Nos termos do art. 75.º, do D. L. 433/82 de 27 de Outubro, este Tribunal conhece apenas da matéria de direito.
O recurso carece de fundamentos legais que o sustentem, face à matéria de facto dada necessariamente como assente, devendo por isso ser rejeitado por ser manifesta a sua improcedência, nos termos do art. 420.º, do CPP
Se não vejamos.
A factualidade dada como assente não deixa dúvidas de que integra os elementos constitutivos de contra-ordenação grave de excesso de velocidade pela qual o arguido foi condenado, como reincidente.
Não tendo sido identificado o condutor, pelo agente de autoridade, no momento da infracção, foi levantado auto de contra-ordenação ao arguido, enquanto titular do documento de identificação do veículo, nos termos do art. 171.º, n.º 2, do Código da Estrada (doravante designado por CE), pela infracção aos artigos 27.º, n.º 1 e 2, al. a) – 2.º 138.º e 145.º, al. c) e 147.º, n.º 1 e 2, do mesmo diploma legal, por circular à velocidade de 73 Km/hora, na localidade de Tentúgal, Montemor-o-Velho, onde a velocidade máxima permitida era de 50 Km/hora.

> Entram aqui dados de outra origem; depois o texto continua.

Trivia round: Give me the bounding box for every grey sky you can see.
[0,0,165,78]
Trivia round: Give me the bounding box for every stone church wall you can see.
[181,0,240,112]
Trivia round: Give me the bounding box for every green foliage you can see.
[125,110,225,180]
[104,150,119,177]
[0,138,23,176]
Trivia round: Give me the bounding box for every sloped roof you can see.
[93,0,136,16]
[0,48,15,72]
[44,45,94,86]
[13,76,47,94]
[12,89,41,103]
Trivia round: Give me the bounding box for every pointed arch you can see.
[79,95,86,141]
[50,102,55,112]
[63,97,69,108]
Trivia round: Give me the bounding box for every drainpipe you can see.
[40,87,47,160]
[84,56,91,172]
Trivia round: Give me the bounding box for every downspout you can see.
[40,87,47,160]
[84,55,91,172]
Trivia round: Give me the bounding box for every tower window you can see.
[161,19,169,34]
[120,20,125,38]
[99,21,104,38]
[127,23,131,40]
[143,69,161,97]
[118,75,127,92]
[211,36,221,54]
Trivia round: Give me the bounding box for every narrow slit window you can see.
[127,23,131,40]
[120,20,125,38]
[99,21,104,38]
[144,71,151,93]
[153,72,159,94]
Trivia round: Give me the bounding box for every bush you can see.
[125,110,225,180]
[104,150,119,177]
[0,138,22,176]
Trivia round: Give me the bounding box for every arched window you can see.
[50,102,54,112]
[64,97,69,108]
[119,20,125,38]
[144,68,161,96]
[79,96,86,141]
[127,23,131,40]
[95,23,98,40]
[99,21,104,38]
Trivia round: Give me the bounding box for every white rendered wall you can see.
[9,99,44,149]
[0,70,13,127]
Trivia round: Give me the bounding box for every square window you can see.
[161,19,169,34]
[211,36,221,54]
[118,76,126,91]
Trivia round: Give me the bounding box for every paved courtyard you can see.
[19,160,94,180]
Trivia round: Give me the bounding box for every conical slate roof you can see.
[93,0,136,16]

Da notificação consta expressamente que no caso do arguido desejar impugnar a autuação deveria apresentar, no prazo de 15 dias, defesa escrita dirigida ao Director Geral de Viação e entregue na correspondente Delegação Distrital de Viação, podendo arrolar testemunhas, até ao limite de três, bem como juntar meios de prova.
Informa o disposto no art. 171.º, n.º 3, do CE o seguinte:
«Se, no prazo concedido para a defesa, o titular do documento de identificação do veículo identificar, com todos os elementos constantes do n.º 1, pessoa distinta como autora da contra-ordenação, o processo é suspenso, sendo instaurado novo processo contra a pessoa identificada como infractora».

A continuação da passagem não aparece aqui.